Why Jamaica has brought forward CSEC exam dates
Karl Samuda, the minister with responsibility for education has sought to explain why his ministry accepted a request by the Caribbean Examinations Council to bring forward the date for external exams.
More than a week ago, Samuda had said the Caribbean Secondary Education Certificate (CESC) exams would begin on July 27.
However, on Sunday, he said they would instead begin on July 13.
Some 132,000 Jamaican students will sit the CSEC exams.
Addressing the issue in Parliament on Tuesday, Samuda said the new start date would allow students to get a breather before the 2020-2021 academic year.
“The earlier start date will facilitate the completion of the examination by August 3, enabling the students to have a one-month break before the start of the new school year,” Samuda told the House of Representatives.
He said based on all consultations, the ministry is satisfied that in most instances, the year’s syllabus will be completed by the end of the school term.
Exam results are expected in the third week of September.
Samuda said there had been widespread consultation in the education sector to arrive at the dates.
“The Ministry of Education, Youth and Information has engaged in consultation of principals of secondary schools, the Association of principals and vice-principals, the Jamaica Teachers’ Association, the ecumenical church group, the Parent-Teacher Association, and the Jamaica Prefects Association,” Samuda stated.
He also said the National Secondary Students’ Council was consulted.
“The National Secondary Students’ Council public relations officer is on record in the meeting noting that a delay in the exams will hold back the students.
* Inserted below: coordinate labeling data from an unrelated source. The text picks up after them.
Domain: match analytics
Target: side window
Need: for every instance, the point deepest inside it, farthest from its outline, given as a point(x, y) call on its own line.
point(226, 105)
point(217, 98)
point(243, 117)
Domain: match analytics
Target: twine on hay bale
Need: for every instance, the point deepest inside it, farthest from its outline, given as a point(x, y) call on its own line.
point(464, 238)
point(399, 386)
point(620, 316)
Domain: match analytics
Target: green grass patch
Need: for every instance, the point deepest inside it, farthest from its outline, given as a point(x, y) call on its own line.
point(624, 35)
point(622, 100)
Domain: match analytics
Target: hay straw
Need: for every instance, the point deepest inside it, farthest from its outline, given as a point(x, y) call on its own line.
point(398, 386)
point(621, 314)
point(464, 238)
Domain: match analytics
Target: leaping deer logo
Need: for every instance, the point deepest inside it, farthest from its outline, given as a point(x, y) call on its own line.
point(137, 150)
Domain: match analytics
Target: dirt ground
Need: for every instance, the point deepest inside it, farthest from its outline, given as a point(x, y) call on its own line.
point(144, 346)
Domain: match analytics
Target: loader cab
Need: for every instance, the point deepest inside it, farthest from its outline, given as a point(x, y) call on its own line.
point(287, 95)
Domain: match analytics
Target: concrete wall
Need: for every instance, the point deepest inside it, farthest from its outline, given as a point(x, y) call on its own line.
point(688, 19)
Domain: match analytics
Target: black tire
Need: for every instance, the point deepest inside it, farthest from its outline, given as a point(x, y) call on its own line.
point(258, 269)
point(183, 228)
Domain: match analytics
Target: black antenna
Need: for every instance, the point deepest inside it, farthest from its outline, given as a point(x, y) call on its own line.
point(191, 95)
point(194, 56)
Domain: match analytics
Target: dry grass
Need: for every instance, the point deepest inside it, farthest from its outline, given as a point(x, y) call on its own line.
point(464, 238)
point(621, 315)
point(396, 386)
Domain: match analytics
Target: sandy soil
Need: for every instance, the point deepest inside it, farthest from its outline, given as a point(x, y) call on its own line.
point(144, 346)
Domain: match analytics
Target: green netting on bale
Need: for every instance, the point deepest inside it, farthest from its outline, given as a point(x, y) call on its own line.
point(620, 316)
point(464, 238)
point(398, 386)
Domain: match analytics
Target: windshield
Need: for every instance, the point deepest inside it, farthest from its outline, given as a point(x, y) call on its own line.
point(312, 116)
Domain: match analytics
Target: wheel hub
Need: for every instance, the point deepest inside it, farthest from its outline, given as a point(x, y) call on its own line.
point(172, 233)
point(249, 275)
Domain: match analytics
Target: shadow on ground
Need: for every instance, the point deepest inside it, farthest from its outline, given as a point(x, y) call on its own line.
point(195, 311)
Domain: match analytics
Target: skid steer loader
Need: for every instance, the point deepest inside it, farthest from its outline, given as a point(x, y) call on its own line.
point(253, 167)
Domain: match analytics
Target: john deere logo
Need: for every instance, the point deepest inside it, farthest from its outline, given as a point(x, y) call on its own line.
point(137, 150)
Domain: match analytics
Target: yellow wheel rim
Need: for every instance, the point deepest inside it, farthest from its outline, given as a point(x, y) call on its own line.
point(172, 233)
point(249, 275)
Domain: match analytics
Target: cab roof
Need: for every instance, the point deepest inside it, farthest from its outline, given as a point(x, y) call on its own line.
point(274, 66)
She argued that such a decision would adversely affect students’ chances of getting into universities overseas for the 2020-21 school year,” said Samuda, as he apologised for misunderstanding surrounding an initial statement.
In the meantime, Opposition Spokesman on Education Peter Bunting said the Government had bungled the management of the sector during the COVID-19 crisis.
“We have seen so many stops and starts, flips and flops from the minister on policy and operational issues since the start of this COVID lockdown,” Bunting said.
The Manchester Central member of parliament said that most of the issues were unforced errors on Samuda’s part.
He accused the Government of being reluctant to accept “constructive” suggestions from the Opposition.
“But in almost every case, they have had to grudgingly adopt it after initially resisting it,” Bunting said.